Window functions compute a value for each row using a window of related rows (rows in the same partition, or rows within a range of the current row). They are the same functions that back SQL’s OVER (PARTITION BY ... ORDER BY ...) clause. The event-time window() and session_window() grouping functions are unrelated. Those live in Structured Streaming.

import { Window, row_number, rank, dense_rank, lag, lead, ntile, sum, avg } from "@spark-connect-js/node";

Building a window

Window is a factory that returns a WindowSpec. A spec has a partition, an ordering, and an optional frame.

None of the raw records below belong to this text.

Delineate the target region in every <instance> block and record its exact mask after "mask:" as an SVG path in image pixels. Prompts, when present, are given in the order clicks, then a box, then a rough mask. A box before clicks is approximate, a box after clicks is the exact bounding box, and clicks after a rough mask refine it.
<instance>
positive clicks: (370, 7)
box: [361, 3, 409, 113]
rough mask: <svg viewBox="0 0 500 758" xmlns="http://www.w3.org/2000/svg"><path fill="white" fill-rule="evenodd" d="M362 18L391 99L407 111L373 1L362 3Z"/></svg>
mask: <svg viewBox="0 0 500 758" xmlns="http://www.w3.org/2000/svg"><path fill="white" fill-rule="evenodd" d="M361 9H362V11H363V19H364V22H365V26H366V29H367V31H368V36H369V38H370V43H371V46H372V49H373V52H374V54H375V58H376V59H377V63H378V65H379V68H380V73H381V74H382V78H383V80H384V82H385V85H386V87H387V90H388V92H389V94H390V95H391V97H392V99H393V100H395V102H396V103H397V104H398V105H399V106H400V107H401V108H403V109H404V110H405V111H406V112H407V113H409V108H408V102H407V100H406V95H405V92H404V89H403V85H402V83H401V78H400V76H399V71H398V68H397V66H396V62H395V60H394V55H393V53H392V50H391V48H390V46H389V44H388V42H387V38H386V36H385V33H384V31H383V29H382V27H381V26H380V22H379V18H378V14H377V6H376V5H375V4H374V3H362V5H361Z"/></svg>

const w = Window.partitionBy("department").orderBy(col("salary").desc());

partitionBy restricts the window to rows sharing the same partition key (analogous to groupBy for aggregates). orderBy defines the sequence inside each partition. Both are optional (you can build a global window, an unordered partitioned window, etc.) but most window functions require an ordering.

Frames

A frame is a range of rows relative to the current row. Frames are only meaningful when the window is ordered.

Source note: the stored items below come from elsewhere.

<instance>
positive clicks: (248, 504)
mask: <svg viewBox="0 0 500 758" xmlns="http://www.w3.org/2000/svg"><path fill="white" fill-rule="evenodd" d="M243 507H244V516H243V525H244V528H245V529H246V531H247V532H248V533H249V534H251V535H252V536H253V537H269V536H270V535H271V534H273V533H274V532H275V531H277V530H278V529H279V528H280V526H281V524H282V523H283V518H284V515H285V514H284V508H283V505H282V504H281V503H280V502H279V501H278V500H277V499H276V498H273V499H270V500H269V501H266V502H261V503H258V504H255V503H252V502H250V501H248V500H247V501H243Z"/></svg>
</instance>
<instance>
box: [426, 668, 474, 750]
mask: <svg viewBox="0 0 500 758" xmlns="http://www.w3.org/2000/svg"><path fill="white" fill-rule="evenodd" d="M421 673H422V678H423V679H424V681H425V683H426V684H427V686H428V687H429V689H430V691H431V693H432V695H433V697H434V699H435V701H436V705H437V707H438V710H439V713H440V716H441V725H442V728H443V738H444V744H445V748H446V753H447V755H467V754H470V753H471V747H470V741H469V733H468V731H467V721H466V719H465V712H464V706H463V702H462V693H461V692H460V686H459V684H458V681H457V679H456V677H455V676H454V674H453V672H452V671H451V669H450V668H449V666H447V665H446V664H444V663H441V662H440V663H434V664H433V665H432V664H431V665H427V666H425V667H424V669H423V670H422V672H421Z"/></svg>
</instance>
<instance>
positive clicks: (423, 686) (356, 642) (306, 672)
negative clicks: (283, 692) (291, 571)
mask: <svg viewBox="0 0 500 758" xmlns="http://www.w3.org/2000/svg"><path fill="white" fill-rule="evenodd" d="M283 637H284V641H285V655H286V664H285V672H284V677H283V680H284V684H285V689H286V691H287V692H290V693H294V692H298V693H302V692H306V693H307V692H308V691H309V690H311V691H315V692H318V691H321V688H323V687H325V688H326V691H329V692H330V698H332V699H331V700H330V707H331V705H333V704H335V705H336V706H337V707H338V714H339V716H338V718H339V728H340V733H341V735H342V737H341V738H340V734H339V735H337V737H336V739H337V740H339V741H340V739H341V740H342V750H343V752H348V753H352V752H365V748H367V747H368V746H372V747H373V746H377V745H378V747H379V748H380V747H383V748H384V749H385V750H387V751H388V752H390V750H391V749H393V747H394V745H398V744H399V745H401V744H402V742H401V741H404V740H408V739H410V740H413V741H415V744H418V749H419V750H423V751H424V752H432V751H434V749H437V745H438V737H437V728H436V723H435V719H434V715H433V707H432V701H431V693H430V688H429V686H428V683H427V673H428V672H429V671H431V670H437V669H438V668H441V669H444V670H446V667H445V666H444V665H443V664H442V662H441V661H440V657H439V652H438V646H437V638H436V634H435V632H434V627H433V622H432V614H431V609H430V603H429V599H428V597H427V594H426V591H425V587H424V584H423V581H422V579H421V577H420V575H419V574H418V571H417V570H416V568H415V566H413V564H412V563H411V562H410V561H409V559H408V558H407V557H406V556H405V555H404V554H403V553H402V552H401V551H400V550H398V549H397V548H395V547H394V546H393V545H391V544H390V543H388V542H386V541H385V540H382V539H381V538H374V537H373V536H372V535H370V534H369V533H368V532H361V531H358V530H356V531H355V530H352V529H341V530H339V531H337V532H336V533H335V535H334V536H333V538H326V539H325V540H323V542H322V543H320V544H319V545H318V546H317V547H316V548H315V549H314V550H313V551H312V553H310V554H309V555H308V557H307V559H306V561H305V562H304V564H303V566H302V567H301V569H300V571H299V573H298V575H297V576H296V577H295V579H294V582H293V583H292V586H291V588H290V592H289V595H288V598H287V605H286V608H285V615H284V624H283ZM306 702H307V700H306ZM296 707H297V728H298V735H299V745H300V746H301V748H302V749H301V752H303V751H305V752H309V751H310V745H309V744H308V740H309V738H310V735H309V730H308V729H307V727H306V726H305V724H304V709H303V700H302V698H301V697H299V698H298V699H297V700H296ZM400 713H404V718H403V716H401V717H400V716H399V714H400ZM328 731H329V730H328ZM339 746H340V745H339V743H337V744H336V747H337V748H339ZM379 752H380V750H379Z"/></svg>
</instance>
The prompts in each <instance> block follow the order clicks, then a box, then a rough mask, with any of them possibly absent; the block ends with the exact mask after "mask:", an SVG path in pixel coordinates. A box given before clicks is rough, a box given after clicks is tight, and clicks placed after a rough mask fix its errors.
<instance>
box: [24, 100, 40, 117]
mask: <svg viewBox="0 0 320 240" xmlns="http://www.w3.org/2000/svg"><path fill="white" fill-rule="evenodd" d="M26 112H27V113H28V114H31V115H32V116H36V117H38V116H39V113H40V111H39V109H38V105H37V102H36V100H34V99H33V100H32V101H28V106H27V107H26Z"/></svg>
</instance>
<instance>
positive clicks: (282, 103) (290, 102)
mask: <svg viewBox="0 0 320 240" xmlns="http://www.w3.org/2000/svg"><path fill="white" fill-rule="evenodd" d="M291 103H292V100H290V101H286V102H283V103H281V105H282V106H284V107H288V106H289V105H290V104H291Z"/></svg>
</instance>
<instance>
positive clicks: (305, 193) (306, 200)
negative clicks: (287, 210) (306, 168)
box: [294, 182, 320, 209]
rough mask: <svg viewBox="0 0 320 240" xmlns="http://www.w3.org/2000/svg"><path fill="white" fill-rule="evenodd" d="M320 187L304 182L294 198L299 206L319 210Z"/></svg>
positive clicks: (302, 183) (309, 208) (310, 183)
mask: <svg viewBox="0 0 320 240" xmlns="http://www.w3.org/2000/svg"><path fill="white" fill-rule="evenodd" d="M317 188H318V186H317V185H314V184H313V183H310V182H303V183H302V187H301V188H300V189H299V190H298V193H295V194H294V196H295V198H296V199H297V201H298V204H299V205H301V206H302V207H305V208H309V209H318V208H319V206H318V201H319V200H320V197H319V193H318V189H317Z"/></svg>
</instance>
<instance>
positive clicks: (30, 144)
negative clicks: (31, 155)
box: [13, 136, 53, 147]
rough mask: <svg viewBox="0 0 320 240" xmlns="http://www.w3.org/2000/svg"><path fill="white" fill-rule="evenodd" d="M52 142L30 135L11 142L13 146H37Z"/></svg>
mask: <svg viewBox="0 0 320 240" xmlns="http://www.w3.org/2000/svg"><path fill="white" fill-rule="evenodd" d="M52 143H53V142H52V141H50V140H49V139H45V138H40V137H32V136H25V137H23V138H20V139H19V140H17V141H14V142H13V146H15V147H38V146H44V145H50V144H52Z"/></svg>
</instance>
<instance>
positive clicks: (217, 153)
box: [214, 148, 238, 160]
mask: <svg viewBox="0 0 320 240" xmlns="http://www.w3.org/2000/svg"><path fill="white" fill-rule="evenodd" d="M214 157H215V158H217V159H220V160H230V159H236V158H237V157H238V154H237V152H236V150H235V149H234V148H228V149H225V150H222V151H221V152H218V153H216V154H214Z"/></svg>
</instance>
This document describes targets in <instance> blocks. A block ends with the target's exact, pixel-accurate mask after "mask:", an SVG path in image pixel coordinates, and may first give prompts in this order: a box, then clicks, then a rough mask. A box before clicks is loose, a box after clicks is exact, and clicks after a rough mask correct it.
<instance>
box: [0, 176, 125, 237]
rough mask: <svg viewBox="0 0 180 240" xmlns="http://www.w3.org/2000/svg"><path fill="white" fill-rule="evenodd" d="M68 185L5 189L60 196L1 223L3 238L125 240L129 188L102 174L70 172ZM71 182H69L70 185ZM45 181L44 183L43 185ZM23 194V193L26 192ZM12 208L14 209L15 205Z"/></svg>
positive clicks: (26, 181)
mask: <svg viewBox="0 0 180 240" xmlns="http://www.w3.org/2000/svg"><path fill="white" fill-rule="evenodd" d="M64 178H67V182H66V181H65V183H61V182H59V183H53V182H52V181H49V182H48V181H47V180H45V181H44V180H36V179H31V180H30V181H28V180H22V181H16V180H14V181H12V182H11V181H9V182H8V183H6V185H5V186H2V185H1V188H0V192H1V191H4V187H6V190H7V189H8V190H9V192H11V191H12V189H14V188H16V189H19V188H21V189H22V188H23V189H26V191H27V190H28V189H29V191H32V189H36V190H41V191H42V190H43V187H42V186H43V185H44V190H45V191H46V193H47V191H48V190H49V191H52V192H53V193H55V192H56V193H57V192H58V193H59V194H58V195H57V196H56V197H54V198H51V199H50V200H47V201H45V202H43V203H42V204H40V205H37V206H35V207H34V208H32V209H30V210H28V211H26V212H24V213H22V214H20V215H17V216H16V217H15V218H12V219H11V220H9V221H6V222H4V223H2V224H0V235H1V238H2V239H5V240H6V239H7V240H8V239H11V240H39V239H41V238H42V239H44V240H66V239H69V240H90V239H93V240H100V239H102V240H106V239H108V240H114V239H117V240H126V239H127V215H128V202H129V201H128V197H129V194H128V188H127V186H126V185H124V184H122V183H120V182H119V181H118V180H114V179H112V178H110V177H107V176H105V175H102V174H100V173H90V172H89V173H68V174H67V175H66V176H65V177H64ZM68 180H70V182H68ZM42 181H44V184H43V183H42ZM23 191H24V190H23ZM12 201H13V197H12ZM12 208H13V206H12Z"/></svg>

// Rows: physical offsets from the current row.
Window.partitionBy("dept").orderBy("ts").rowsBetween(
  Window.unboundedPreceding,
  Window.currentRow,
);

// Range: logical offsets based on the ordering value.
Window.partitionBy("dept").orderBy("salary").rangeBetween(-1000, 1000);

// Symbolic bounds:
Window.unboundedPreceding
Window.unboundedFollowing
Window.currentRow

Applying a window

Call .over(window) on any window-capable column expression.

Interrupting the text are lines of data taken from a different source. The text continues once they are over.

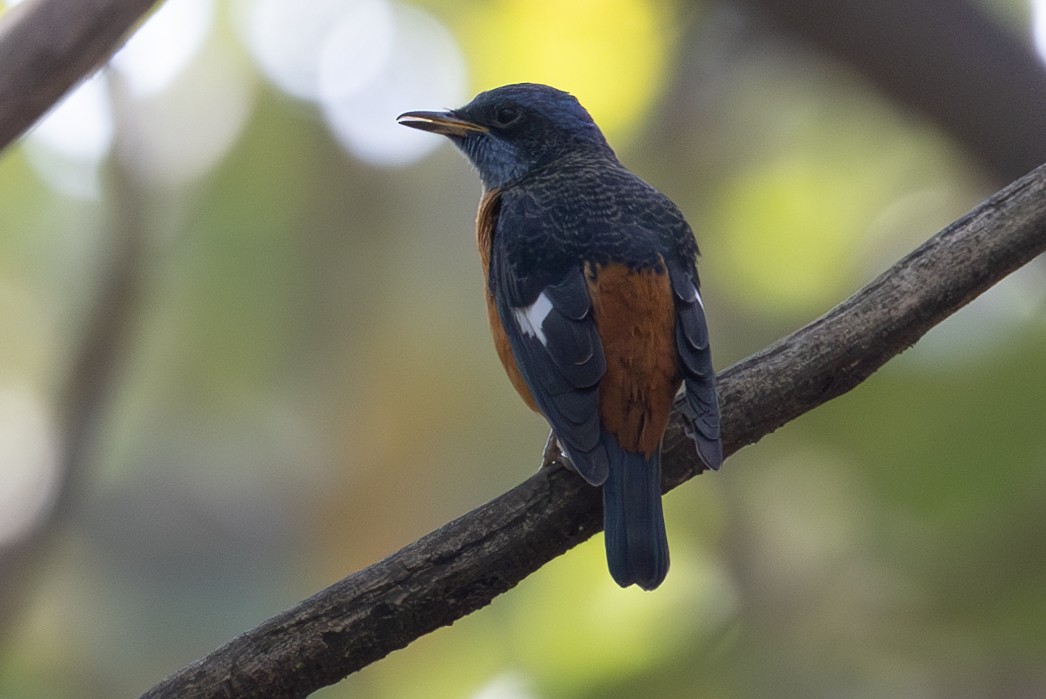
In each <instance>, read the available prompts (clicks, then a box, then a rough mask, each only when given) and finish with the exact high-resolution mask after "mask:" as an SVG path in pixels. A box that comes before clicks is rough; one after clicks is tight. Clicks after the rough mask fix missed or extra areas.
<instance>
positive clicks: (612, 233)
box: [399, 84, 723, 590]
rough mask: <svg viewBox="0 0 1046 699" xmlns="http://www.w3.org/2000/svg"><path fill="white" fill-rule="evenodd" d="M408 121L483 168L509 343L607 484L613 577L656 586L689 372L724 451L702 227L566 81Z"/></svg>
mask: <svg viewBox="0 0 1046 699" xmlns="http://www.w3.org/2000/svg"><path fill="white" fill-rule="evenodd" d="M399 121H400V123H403V125H404V126H408V127H413V128H415V129H420V130H423V131H431V132H434V133H437V134H442V135H445V136H447V137H449V138H450V139H451V140H452V141H453V142H454V144H455V145H456V146H457V148H459V149H460V150H461V151H462V152H463V153H464V154H465V156H468V158H469V159H470V160H471V161H472V163H473V165H475V167H476V170H477V171H478V172H479V177H480V179H481V180H482V182H483V187H484V194H483V197H482V200H481V201H480V205H479V213H478V217H477V221H476V228H477V232H476V238H477V244H478V246H479V256H480V260H481V261H482V265H483V274H484V276H485V279H486V305H487V315H488V319H490V323H491V332H492V333H493V335H494V344H495V346H496V347H497V351H498V356H499V357H500V358H501V363H502V364H503V365H504V367H505V370H506V371H507V373H508V378H509V380H510V381H511V383H513V385H514V386H515V387H516V390H517V391H519V393H520V396H521V397H522V398H523V400H524V401H525V402H526V404H527V405H528V406H530V407H531V408H532V409H533V410H537V411H538V412H540V413H541V414H542V415H544V416H545V419H546V420H547V421H548V423H549V425H551V428H552V432H553V433H554V435H555V438H556V441H558V442H559V445H560V447H561V448H562V449H563V451H564V452H565V454H566V455H567V457H568V458H569V460H570V463H571V465H572V467H573V469H574V470H575V471H576V472H577V473H578V474H581V476H582V477H583V478H585V480H587V481H588V482H590V483H592V484H593V486H601V487H602V501H604V529H605V532H606V535H605V536H606V544H607V561H608V564H609V566H610V572H611V574H612V576H613V577H614V580H615V581H617V583H618V584H619V585H621V586H622V587H627V586H629V585H632V584H636V585H639V586H640V587H641V588H643V589H647V590H650V589H654V588H655V587H657V586H658V585H660V584H661V582H662V581H663V580H664V577H665V574H666V573H667V571H668V542H667V539H666V537H665V529H664V516H663V514H662V511H661V464H660V459H661V441H662V438H663V436H664V432H665V429H666V428H667V425H668V418H669V413H670V411H672V405H673V400H674V398H675V396H676V392H677V390H678V389H679V387H680V384H682V385H684V386H685V389H686V401H685V406H686V410H685V418H686V424H687V429H686V432H687V434H688V435H689V436H690V437H691V438H692V439H693V442H695V445H696V446H697V451H698V454H699V455H700V457H701V459H702V460H703V461H704V464H705V466H706V467H708V468H709V469H719V467H720V464H721V463H722V460H723V447H722V442H721V438H720V411H719V400H718V397H717V393H715V375H714V373H713V370H712V360H711V353H710V351H709V346H708V328H707V325H706V323H705V312H704V307H703V305H702V300H701V295H700V293H699V281H698V272H697V267H696V263H697V255H698V247H697V244H696V243H695V240H693V233H692V232H691V231H690V227H689V226H688V225H687V223H686V221H685V220H684V219H683V215H682V213H681V212H680V210H679V208H678V207H677V206H676V205H675V204H674V203H673V202H672V201H669V200H668V198H667V197H665V196H664V195H662V194H661V193H660V191H658V190H657V189H655V188H654V187H652V186H651V185H649V184H646V183H645V182H644V181H642V180H641V179H639V178H638V177H636V176H635V175H633V174H632V173H631V172H629V171H628V170H626V168H624V166H623V165H622V164H621V163H620V162H619V161H618V159H617V157H616V156H615V155H614V151H613V150H612V149H611V148H610V145H609V144H608V143H607V139H606V138H605V137H604V135H602V133H601V132H600V131H599V128H598V127H597V126H596V125H595V122H594V121H593V120H592V117H591V116H589V114H588V112H587V111H586V110H585V108H583V107H582V106H581V104H578V102H577V99H575V98H574V97H573V96H572V95H570V94H568V93H566V92H563V91H561V90H556V89H553V88H550V87H547V86H544V85H532V84H521V85H508V86H505V87H501V88H497V89H495V90H490V91H487V92H483V93H480V94H479V95H477V96H476V98H475V99H473V100H472V102H471V103H469V104H468V105H465V106H464V107H462V108H460V109H455V110H450V111H446V112H407V113H405V114H402V115H401V116H400V117H399Z"/></svg>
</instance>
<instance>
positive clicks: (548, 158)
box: [399, 83, 614, 188]
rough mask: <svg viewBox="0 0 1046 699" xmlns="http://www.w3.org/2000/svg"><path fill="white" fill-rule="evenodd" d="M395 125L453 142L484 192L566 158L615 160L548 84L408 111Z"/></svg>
mask: <svg viewBox="0 0 1046 699" xmlns="http://www.w3.org/2000/svg"><path fill="white" fill-rule="evenodd" d="M399 121H400V123H402V125H404V126H407V127H412V128H414V129H420V130H422V131H431V132H433V133H437V134H442V135H445V136H447V137H448V138H450V139H451V140H452V141H454V144H455V145H457V146H458V148H459V149H461V151H463V152H464V154H465V155H467V156H468V157H469V160H471V161H472V163H473V164H474V165H475V166H476V170H477V171H479V177H480V179H481V180H483V184H484V185H485V186H486V187H487V188H495V187H502V186H504V185H506V184H509V183H511V182H515V181H517V180H519V179H521V178H523V177H525V176H526V175H527V174H528V173H530V172H533V171H535V170H538V168H540V167H543V166H544V165H546V164H548V163H550V162H553V161H554V160H556V159H559V158H561V157H563V156H564V155H567V154H573V153H591V154H593V155H597V156H602V157H610V158H613V157H614V152H613V151H612V150H611V148H610V145H608V144H607V139H606V138H604V136H602V132H600V131H599V127H597V126H595V122H594V121H593V120H592V117H591V116H589V113H588V112H587V111H585V108H584V107H582V106H581V104H579V103H578V102H577V99H576V98H575V97H574V96H573V95H571V94H569V93H567V92H563V91H562V90H556V89H555V88H550V87H548V86H547V85H536V84H532V83H521V84H519V85H506V86H504V87H500V88H496V89H494V90H487V91H486V92H481V93H479V94H478V95H476V97H475V99H473V100H472V102H470V103H469V104H468V105H465V106H464V107H462V108H460V109H453V110H450V111H448V112H407V113H406V114H401V115H400V117H399Z"/></svg>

import { row_number, rank, sum } from "@spark-connect-js/node";

const w = Window.partitionBy("department").orderBy(col("salary").desc());

const ranked = employees.select(
  col("name"),
  col("department"),
  col("salary"),
  row_number().over(w).alias("rank"),
  rank().over(w).alias("rank_with_ties"),
  sum("salary").over(Window.partitionBy("department")).alias("dept_total"),
);

Common window functions

Ranking

row_number().over(w)    // 1, 2, 3, 4: always unique
rank().over(w)          // 1, 2, 2, 4: ties share a rank, gaps after
dense_rank().over(w)    // 1, 2, 2, 3: ties share, no gaps
percent_rank().over(w)  // (rank - 1) / (count - 1)
ntile(4).over(w)        // bucket 1..4 based on position

Lag and lead

lag(col("value"), 1).over(w)              // previous row's value
lag(col("value"), 1, 0).over(w)           // with default when there is no previous row
lead(col("value"), 1).over(w)             // next row's value

Moving aggregates

Aggregate functions become windowed when used with .over(...):

const w = Window.partitionBy("series")
  .orderBy("ts")
  .rowsBetween(-6, 0);              // 7-point trailing window

df.withColumn("moving_avg", avg("value").over(w));
df.withColumn("running_total", sum("value").over(
  Window.partitionBy("account").orderBy("ts")
    .rowsBetween(Window.unboundedPreceding, Window.currentRow),
));

Cumulative distribution

cume_dist().over(w)

A realistic example

Rank employees within each department, then keep only the top three per department:

import { connect, col, row_number, Window } from "@spark-connect-js/node";

const spark = connect("sc://localhost:15002");

const employees = spark.sql(`
  SELECT * FROM VALUES
    ('Alice',   'Engineering', 95000),
    ('Bob',     'Engineering', 90000),
    ('Carol',   'Engineering', 85000),
    ('Dave',    'Engineering', 80000),
    ('Eve',     'Marketing',   78000),
    ('Frank',   'Marketing',   72000),
    ('Grace',   'Marketing',   70000)
  AS e(name, department, salary)
`);

const w = Window.partitionBy("department").orderBy(col("salary").desc());

const topThree = employees
  .withColumn("rank", row_number().over(w))
  .filter(col("rank").lte(3))
  .drop("rank");

console.table(await topThree.collect());
await spark.stop();

Limitations

rangeBetween with non-numeric ordering expressions is rejected by Spark’s analyzer (the WindowSpec rule, not a client limitation). Use rowsBetween for arbitrary orderings.